К истории Тамбовской Церкви. Часть 8

September 17, 2012 | Comments Off on К истории Тамбовской Церкви. Часть 8

В описываемое нами время между Тамбовскими священниками — сутягами особенное внимание обращал на себя некто о. Гавриил Товицкий, человек, бесспорно, весьма талантливый, но крайне неуживчивый. Всю жизнь свою он вел с своими товарищами беспрерывную канцелярскую войну и часто бывал без места, заводя поэтому поводу обширную переписку с своими епархиальными архиереями и св. синодом. 4-го февраля 1852 года о. Товицкий написал епископу Николаю такое прошение:

«Наконецъ я оставляю градъ Тамбовъ. Я возвращаюсь къ детям, ничего не принося имъ въ отраду, и увижу ихъ въ бедности и безпорядке. Поэтому понятно, въ какомъ расположении я оставляю городъ и иду (буквально) къ семейству. Преосвященный владыко! Твой жезлъ, обратившись ко мне железомъ, привелъ меня въ неутешное горе, но отъ твоей воли зависитъ обратить его ко мне концемъ позлащеннымъ. Буди убо милостивъ, яко и самъ от Бога помилованъ быти хощеши».

Служебные неудачи о. Товицкого происходили, между прочим, от его эксцентричности. Он вел с своими прихожанами по поводу треб официальную переписку, облачался по архиерейски среди церкви, служил с отверзтыми царскими вратами, требовал встречного колокольного звона и, вообще, приравнивал свой сан к епископскому, основываясь в этом случае на многочисленных цитатах из восточных и западных церковных писателей.

Однажды на его прошении о месте епископ Николай написал такую краткую резолюцию: отказать. Товицкий немедленно отвечал на это: «Ваше преосвященство отказали мне въ месте безъ показания причины. Изъ сего заключилъ я о желании вашемъ видеть меня лично. Такъ поступалъ некогда одинъ изъ верховныхъ апостоловъ, когда писалъ, что не хочетъ объясняться тростию и чернилами, желая видеться съ своими пасомыми и беседовалъ съ ними лично, чемъ выражалъ высокий опытъ своей къ нимъ любви!».

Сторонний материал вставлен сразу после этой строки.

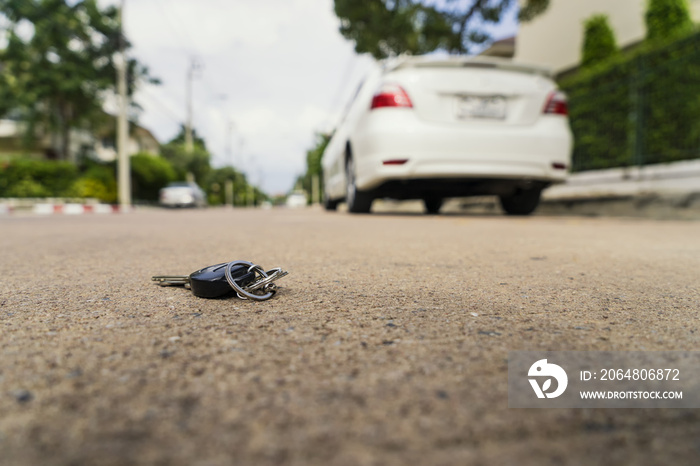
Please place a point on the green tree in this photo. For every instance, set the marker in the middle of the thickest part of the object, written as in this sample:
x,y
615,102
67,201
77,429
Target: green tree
x,y
148,174
313,163
384,28
58,62
215,185
667,18
599,40
197,162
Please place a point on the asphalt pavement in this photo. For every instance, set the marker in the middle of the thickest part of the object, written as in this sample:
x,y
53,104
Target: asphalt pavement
x,y
387,344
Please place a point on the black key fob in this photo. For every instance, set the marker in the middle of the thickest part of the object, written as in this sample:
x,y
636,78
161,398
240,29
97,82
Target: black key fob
x,y
210,282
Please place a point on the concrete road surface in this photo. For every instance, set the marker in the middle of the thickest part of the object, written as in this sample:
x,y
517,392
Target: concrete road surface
x,y
386,345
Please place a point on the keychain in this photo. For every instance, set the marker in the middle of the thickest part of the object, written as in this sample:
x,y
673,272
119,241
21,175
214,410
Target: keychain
x,y
248,280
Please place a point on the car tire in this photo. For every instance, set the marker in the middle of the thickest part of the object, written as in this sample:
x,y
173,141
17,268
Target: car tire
x,y
523,202
359,202
432,205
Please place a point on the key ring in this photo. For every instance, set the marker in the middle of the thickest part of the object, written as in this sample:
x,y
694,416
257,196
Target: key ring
x,y
265,283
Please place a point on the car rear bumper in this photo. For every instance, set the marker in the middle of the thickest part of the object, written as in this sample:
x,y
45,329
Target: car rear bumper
x,y
538,153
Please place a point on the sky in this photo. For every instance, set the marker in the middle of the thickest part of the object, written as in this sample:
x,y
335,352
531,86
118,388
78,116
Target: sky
x,y
270,75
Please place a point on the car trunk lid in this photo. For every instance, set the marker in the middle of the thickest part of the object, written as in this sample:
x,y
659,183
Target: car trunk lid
x,y
473,91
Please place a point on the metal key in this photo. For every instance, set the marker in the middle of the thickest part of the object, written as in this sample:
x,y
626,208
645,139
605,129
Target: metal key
x,y
215,281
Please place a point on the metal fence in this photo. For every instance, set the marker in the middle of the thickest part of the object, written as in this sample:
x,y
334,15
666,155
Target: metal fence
x,y
639,110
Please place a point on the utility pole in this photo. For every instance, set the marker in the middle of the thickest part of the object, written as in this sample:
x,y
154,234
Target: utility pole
x,y
124,171
194,67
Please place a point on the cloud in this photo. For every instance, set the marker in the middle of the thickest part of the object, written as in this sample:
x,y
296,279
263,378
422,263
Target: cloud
x,y
282,66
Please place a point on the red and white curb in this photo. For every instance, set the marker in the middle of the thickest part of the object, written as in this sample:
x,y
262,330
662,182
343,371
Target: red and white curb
x,y
63,209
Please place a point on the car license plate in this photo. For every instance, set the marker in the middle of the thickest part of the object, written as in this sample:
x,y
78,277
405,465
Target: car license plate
x,y
493,107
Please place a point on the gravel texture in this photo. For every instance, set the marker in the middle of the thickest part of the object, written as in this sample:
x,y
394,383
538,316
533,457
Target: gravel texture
x,y
386,345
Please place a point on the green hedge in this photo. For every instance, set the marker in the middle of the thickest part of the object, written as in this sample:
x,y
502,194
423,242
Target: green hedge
x,y
636,109
21,177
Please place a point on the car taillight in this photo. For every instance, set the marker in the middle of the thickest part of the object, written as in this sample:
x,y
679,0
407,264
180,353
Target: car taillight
x,y
556,104
390,95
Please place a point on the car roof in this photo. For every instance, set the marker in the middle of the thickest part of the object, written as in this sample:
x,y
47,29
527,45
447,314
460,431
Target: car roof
x,y
462,61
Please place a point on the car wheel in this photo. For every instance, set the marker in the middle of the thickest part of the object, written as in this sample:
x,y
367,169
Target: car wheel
x,y
523,202
432,204
359,202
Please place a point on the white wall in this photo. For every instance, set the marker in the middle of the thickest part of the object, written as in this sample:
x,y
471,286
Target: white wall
x,y
555,38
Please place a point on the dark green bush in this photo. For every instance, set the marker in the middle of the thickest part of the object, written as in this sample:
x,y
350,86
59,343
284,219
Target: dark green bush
x,y
666,19
637,109
98,181
36,178
598,40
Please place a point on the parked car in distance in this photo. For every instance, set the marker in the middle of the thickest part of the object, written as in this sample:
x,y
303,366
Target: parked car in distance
x,y
296,199
432,128
182,194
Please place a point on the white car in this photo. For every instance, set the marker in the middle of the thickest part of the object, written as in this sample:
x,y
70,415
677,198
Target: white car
x,y
296,199
433,128
182,194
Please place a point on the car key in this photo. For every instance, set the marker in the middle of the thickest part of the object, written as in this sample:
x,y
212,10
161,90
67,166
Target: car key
x,y
209,282
248,280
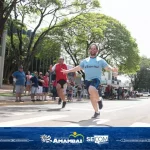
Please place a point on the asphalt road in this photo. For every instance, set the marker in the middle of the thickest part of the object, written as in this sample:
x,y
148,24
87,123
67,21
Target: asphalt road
x,y
116,113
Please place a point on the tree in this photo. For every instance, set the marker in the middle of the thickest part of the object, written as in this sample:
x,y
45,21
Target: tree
x,y
141,80
38,11
116,44
6,6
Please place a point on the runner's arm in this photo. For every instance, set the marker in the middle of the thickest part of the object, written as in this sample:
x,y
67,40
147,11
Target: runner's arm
x,y
77,68
52,68
109,68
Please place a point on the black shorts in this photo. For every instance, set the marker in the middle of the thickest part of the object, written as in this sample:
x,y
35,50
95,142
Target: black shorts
x,y
45,89
94,82
62,83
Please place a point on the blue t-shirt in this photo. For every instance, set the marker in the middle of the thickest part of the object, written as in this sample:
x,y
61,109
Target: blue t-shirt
x,y
93,67
20,77
34,80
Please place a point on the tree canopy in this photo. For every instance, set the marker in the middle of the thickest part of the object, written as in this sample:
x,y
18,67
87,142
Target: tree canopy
x,y
117,46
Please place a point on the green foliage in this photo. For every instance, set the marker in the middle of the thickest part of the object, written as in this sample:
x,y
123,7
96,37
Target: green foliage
x,y
116,44
48,49
141,80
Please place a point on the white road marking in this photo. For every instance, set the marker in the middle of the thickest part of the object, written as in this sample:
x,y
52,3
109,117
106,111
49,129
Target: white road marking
x,y
30,120
140,124
94,123
108,110
21,113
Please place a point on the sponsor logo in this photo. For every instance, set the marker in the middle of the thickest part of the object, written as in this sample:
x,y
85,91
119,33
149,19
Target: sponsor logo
x,y
73,138
98,139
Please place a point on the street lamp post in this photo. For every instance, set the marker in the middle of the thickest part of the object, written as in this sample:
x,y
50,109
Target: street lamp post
x,y
2,56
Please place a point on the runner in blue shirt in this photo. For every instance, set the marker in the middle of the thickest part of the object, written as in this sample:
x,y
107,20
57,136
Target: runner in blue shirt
x,y
92,67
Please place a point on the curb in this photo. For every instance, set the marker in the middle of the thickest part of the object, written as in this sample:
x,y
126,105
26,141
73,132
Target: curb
x,y
4,103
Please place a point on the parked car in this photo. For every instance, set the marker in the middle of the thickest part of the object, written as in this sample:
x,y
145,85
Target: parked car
x,y
146,94
138,94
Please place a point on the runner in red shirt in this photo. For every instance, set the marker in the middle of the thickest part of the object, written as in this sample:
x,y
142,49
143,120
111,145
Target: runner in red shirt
x,y
45,85
61,78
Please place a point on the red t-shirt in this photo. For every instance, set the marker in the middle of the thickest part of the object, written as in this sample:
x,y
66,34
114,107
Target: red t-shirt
x,y
46,81
59,74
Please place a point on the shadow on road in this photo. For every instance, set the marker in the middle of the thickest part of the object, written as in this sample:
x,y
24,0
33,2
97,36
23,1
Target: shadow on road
x,y
54,109
87,123
123,99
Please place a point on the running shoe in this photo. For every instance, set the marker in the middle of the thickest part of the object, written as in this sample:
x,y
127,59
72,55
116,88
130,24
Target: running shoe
x,y
100,104
64,104
96,115
59,101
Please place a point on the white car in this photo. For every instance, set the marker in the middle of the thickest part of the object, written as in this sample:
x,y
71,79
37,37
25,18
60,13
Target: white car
x,y
146,94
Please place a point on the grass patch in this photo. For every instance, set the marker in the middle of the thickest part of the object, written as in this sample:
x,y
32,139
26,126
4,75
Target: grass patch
x,y
7,94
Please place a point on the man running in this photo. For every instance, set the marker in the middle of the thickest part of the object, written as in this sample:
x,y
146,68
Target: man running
x,y
20,83
92,67
61,79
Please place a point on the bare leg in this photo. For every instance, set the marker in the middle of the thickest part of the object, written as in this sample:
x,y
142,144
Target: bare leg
x,y
60,92
94,97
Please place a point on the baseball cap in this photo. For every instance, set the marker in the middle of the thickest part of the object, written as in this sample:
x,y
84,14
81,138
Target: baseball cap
x,y
20,67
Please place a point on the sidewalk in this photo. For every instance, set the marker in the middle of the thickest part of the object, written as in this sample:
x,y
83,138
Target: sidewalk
x,y
10,99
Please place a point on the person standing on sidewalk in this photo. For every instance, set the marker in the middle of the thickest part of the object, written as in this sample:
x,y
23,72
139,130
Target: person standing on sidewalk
x,y
92,67
20,82
28,83
45,85
60,78
34,88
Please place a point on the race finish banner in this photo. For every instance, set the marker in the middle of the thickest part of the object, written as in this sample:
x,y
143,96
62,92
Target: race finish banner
x,y
70,138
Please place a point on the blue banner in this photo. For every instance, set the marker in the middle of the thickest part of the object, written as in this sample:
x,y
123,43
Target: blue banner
x,y
70,138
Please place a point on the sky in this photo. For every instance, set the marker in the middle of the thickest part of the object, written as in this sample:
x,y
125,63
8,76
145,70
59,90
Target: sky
x,y
135,15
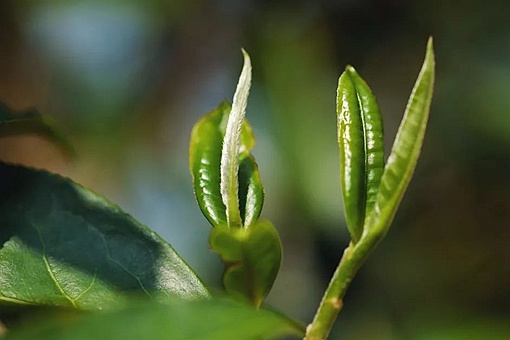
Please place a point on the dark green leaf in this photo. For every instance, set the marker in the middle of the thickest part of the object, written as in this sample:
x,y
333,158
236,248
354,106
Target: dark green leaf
x,y
406,148
30,121
360,138
205,157
252,257
217,319
63,245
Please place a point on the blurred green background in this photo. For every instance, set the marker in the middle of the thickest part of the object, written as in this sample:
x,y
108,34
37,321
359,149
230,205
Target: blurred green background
x,y
128,79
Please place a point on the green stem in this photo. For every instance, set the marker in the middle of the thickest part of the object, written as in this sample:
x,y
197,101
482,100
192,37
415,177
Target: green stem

В это время Товицкий лишен был уже 6 приходов и просил себе 7-го места. Но епископ Николай опасался удовлетворить от просьбу. Тогда о. Гавриил снова написал ему:

«Вы меня гоните. Какъ же вы будете служить безъ примирения со мною? Вы будете служить въ умножение прегрешений, въ гневъ Божий, въ удаление Св. Духа, въ лишение царствия небеснаго: будете ясти и пити себе судъ, не разсуждая тела Господня, будете проливать его кровь не въ себя, а на себя и на чадъ своихъ, въ явное свидетельство принадлежности своей къ отряду распинателей Господнихъ. Дайте мне место, приютите мое семейство на время зимы, умирите меня, следовательно и себя».

После этого, беспокойного иерея хотели было посадить в сумасшедший дом. Однако, раздумали и дали Товицкому на бедность 10 рублей. Конечно, для семьи этого было мало и потому 24 октября 1852 года на имя преосвященного Николая поступила такая просьба:

«Покорнейше прошу ваше преосвященство данную мне сумму разделить такъ, чтобы ее достало на удовлетворение всехъ моихъ нуждъ. А нужды немалыя, ибо у меня въ семье родительница, вторично и вторая мать моихъ детей, дочь Раиса и сыновья: Иванъ Товицкий, Иванъ Сапега Товицкий, Яковъ Бубкинъ Товицкий и Иванъ Безрясный Товицкий».

Архиерей не отвечал. Но неугомонный корреспондент его продолжал свои приставанья.

«Нетъ,— писал он,— молчать вы не имеете права, напишите хоть какую-нибудь резолюцию, хоть то, что я недостоинъ ответа».

Чтобы отвязаться от назойливаго просителя, епископ Николай надписал на его прошении: «в консисторию». Это было 25 октября, а на следующий день Товицкий уже приготовил и подал архиерею свой ответ.

«Въ вашей резолюции,— писал он,— я вижу одно злое намерение поводить меня на уде, помять, посмеяться. Довольно, довольно, преосвященный владыко! Время приостановить резвость и призадуматься. Не самъ бо приял еси честь, отъ Господа Бога дана есть власть и сила и Онъ истяжетъ твой талантъ съ лихвою. Время обратить внимание на предметъ насмешекъ, ибо простирать свое терпение въ безпредельность онъ не можетъ. Карай меня, но не издевайся».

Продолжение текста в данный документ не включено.